Dissecting the Uniswap V3 Data Cleaning Process

2024.01.11

Dissecting the Uniswap V3 Data Cleaning Process

We calculated user net worth and return rates on Uniswap from the perspective of user addresses.

2024.01.11 - 11:03:43

Navigating Web3 tides with focused insights

We calculated user net worth and return rates on Uniswap from the perspective of user addresses.

Author: Zelos

Introduction

In the previous article, we analyzed users' net value and returns on Uniswap from the perspective of user addresses. This time, our goal remains the same—but now we will also include cash holdings in these addresses to calculate an overall net value and return rate.

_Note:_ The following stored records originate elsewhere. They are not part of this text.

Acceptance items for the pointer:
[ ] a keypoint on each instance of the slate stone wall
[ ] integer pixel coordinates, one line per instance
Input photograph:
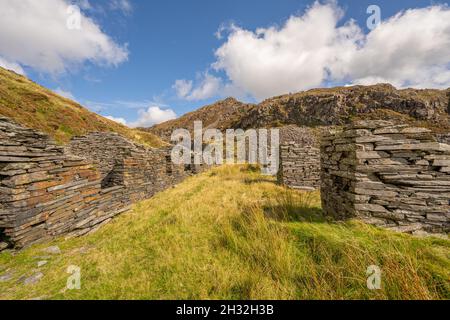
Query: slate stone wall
(388, 175)
(46, 191)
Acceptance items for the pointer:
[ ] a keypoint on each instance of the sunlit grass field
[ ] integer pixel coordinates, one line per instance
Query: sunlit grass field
(231, 233)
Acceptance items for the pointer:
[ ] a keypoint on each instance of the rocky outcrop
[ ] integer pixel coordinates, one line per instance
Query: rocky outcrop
(299, 158)
(389, 175)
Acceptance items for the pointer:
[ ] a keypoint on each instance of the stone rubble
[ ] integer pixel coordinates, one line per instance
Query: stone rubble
(47, 190)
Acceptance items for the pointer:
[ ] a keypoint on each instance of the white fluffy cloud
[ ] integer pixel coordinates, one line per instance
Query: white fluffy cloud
(207, 87)
(153, 115)
(122, 5)
(35, 34)
(11, 66)
(118, 120)
(410, 49)
(65, 94)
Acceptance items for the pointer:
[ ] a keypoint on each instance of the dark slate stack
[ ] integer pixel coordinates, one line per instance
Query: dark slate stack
(389, 175)
(48, 191)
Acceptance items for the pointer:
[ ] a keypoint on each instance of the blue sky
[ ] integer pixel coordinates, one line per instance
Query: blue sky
(174, 40)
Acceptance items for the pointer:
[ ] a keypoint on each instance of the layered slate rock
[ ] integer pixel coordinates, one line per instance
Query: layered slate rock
(47, 191)
(387, 174)
(299, 159)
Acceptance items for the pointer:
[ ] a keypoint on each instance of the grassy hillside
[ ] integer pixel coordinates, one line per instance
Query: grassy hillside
(324, 107)
(252, 239)
(222, 115)
(39, 108)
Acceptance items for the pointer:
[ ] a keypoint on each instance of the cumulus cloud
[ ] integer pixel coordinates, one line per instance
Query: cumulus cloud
(65, 94)
(118, 120)
(410, 49)
(153, 115)
(123, 5)
(11, 66)
(35, 34)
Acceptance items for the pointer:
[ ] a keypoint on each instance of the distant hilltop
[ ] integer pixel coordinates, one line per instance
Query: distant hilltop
(323, 107)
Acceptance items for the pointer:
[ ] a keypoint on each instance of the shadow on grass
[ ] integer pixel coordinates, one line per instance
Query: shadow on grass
(295, 207)
(249, 181)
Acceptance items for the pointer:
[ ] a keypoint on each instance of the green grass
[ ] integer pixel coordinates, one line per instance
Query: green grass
(233, 234)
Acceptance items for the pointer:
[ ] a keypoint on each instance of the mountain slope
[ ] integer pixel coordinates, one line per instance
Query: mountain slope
(251, 239)
(324, 107)
(221, 115)
(39, 108)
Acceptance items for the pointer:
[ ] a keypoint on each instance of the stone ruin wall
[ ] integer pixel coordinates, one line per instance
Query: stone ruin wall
(46, 191)
(388, 175)
(299, 159)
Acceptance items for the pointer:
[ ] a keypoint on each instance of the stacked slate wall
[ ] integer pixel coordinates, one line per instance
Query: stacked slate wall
(388, 175)
(299, 159)
(46, 191)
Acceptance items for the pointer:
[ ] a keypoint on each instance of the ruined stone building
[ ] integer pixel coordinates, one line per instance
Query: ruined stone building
(299, 158)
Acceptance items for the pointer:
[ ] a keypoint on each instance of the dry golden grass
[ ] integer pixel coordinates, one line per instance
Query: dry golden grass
(234, 234)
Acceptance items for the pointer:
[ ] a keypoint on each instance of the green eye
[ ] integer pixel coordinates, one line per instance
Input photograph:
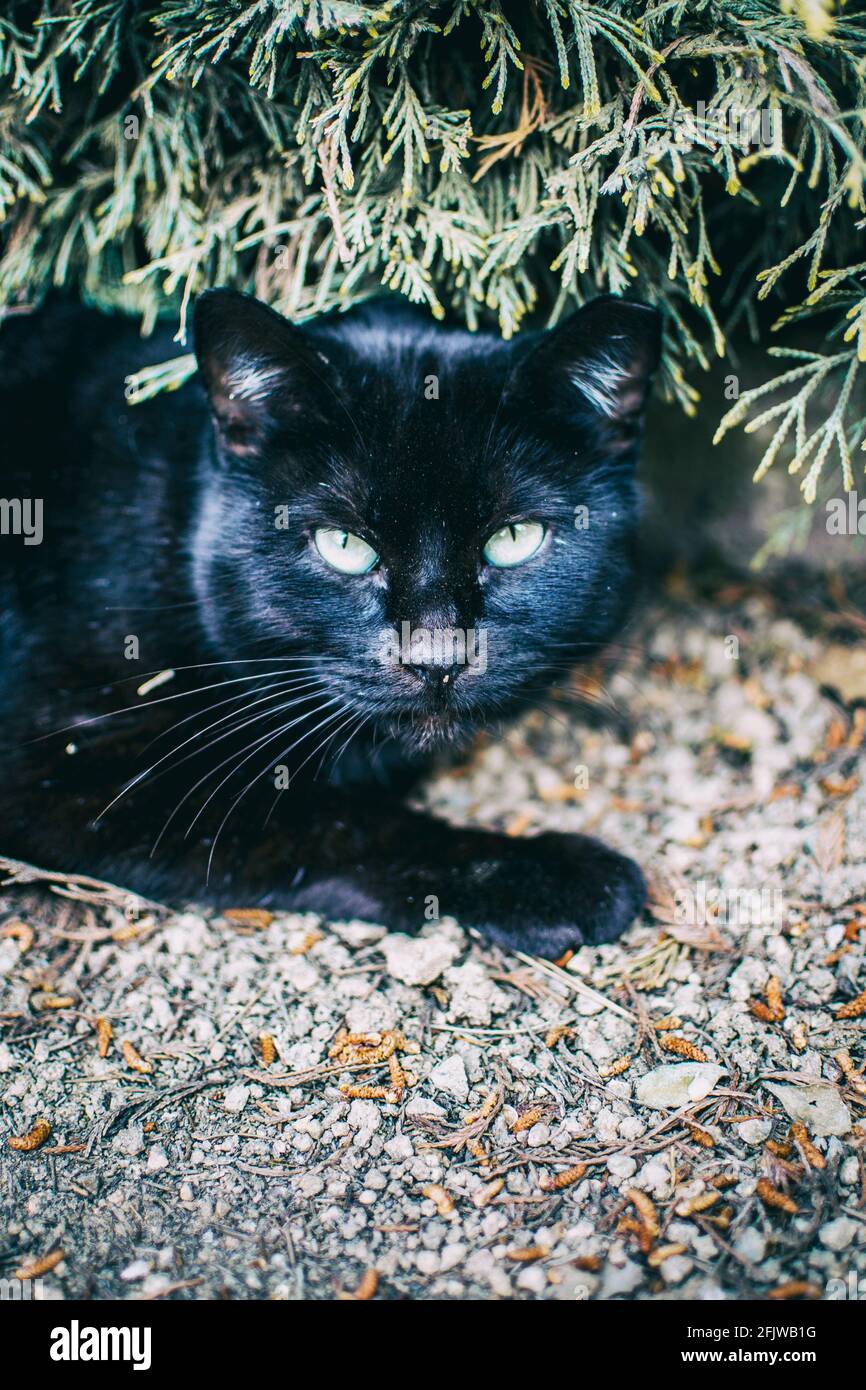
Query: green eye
(345, 552)
(513, 544)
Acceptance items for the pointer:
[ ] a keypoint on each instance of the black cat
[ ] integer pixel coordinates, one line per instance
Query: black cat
(344, 545)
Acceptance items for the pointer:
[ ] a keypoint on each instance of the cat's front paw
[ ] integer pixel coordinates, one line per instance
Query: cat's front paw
(553, 893)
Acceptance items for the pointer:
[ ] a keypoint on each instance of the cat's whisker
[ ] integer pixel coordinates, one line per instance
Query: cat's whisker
(163, 699)
(284, 684)
(282, 754)
(256, 742)
(253, 748)
(203, 748)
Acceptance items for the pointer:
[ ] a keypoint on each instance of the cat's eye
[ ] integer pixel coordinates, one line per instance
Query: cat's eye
(513, 544)
(344, 551)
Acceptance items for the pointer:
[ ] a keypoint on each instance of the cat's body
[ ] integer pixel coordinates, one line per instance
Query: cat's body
(174, 545)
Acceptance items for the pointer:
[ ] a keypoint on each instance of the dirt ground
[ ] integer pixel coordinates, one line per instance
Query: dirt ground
(520, 1140)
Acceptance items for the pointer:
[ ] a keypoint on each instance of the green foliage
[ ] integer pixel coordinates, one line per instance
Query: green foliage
(489, 160)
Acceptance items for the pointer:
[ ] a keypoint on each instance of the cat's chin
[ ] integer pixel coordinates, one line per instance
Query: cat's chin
(430, 733)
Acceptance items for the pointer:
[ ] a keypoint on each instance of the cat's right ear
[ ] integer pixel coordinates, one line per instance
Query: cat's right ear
(262, 373)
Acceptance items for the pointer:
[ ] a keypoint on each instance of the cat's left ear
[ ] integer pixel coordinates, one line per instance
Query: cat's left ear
(260, 371)
(597, 366)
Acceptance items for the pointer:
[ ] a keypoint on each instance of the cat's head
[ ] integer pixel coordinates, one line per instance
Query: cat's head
(441, 520)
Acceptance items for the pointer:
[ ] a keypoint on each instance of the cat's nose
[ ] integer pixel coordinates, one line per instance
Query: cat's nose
(434, 676)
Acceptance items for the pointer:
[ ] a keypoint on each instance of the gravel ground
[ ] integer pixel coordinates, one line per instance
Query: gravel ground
(722, 751)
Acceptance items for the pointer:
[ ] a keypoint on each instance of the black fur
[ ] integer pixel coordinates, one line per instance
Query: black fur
(186, 521)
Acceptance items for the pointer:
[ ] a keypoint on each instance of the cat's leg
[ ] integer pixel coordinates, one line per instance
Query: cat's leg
(345, 855)
(542, 895)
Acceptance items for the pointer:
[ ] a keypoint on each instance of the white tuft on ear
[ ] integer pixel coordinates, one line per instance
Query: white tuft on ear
(601, 381)
(249, 380)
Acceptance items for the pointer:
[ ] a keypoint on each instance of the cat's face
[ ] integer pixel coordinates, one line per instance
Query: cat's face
(441, 520)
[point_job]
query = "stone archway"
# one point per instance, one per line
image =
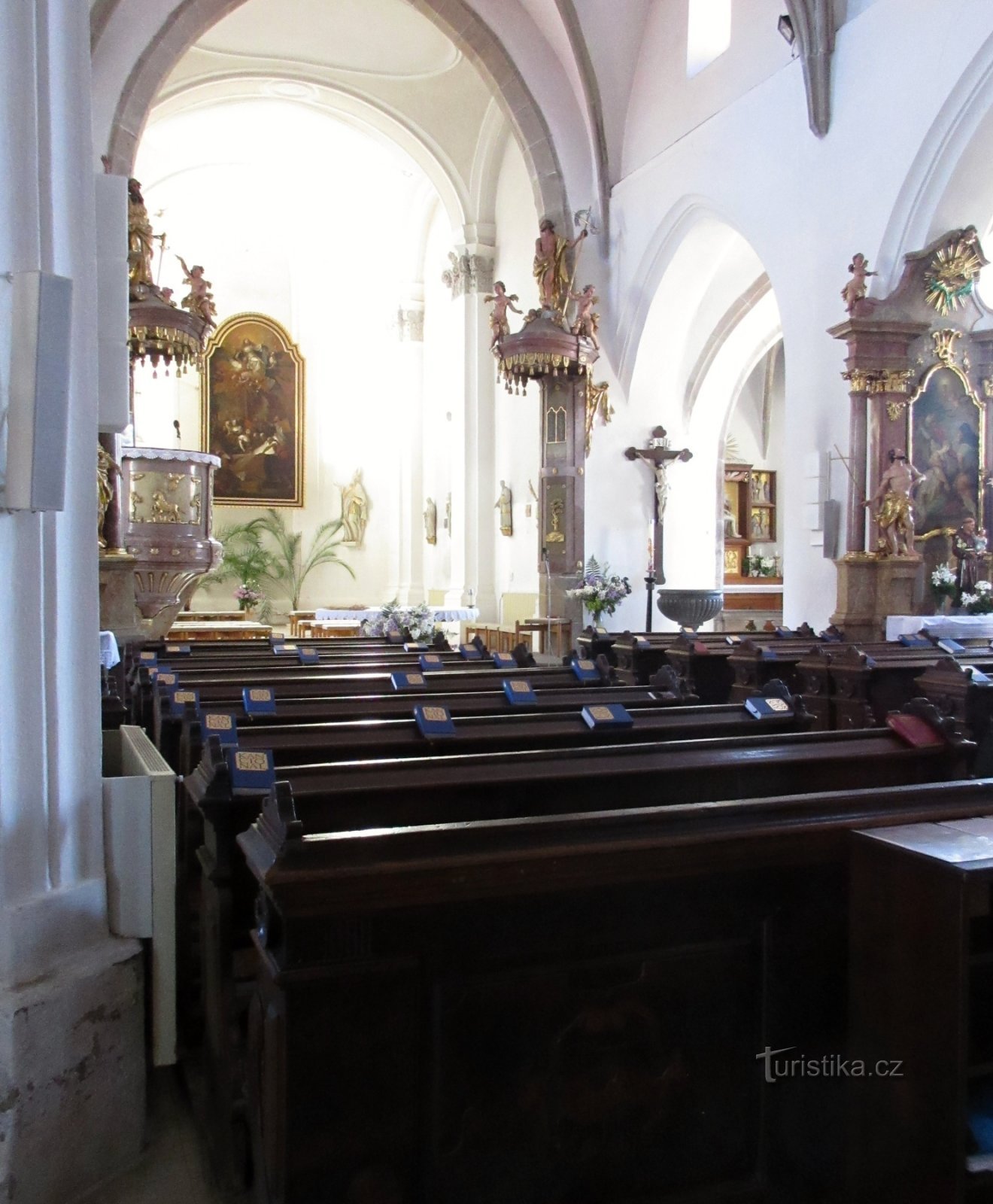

We focus on two liquidity pools:

USDC-WETH (fee: 0.05%) on Polygon, pool address: 0x45dda9cb7c25131df268515131f647d726f50608[1], which is the same pool used in the last analysis
USDC-ETH (fee: 0.05%) on Ethereum, pool address: 0x88e6A0c2dDD26FEEb64F039a2c41296FcB3f5640[2]. Since this pool involves a native token, it introduces some complexity in data processing

The final dataset is hourly. Note: each row represents the value at the end of that hour.

Overall Workflow

Obtain Uniswap data
Obtain user cash holding data
Calculate price series (i.e., ETH price)
Determine fee earnings per minute for each tick
Retrieve list of all positions during the analysis period
Map addresses to their corresponding positions
Calculate return rate for each position
Based on the mapping between positions and addresses, compute LP return rates for each user address
Combine user cash and LP holdings to compute overall returns

1. Obtaining Uniswap Data

Previously, we developed a tool called demeter-fetch to provide data sources for Demeter. This tool can fetch logs from various Uniswap pools via multiple channels and parse them into different formats. Supported data sources include:

Ethereum RPC: Standard RPC interface from Ethereum clients. Data retrieval is relatively slow, requiring multi-threading for efficiency.
Google BigQuery: Download data from public datasets. Although updated daily, it's convenient and cost-effective.
Trueblocks Chifra: The Chifra service scrapes on-chain transactions and reorganizes them, allowing easy export of transaction and balance information. However, this requires setting up your own node and service.

Output formats supported:

Minute-level: Resample Uniswap swap events into one-minute intervals, suitable for backtesting
Tick-level: Record every transaction in the pool, including swaps and liquidity operations

For this analysis, we primarily use tick-level data to capture detailed position information such as capital amount, per-minute returns, lifespan, and holders.

This data comes from the pool’s event logs—such as mint, burn, collect, and swap. However, pool logs do not contain token IDs, making it impossible to directly link operations to specific positions.

In reality, Uniswap LP positions are managed through NFTs, and these NFTs are controlled by a proxy contract. Token IDs only appear in the proxy contract’s event logs. Therefore, to obtain complete LP position details, we must combine logs from both the pool and the proxy contract.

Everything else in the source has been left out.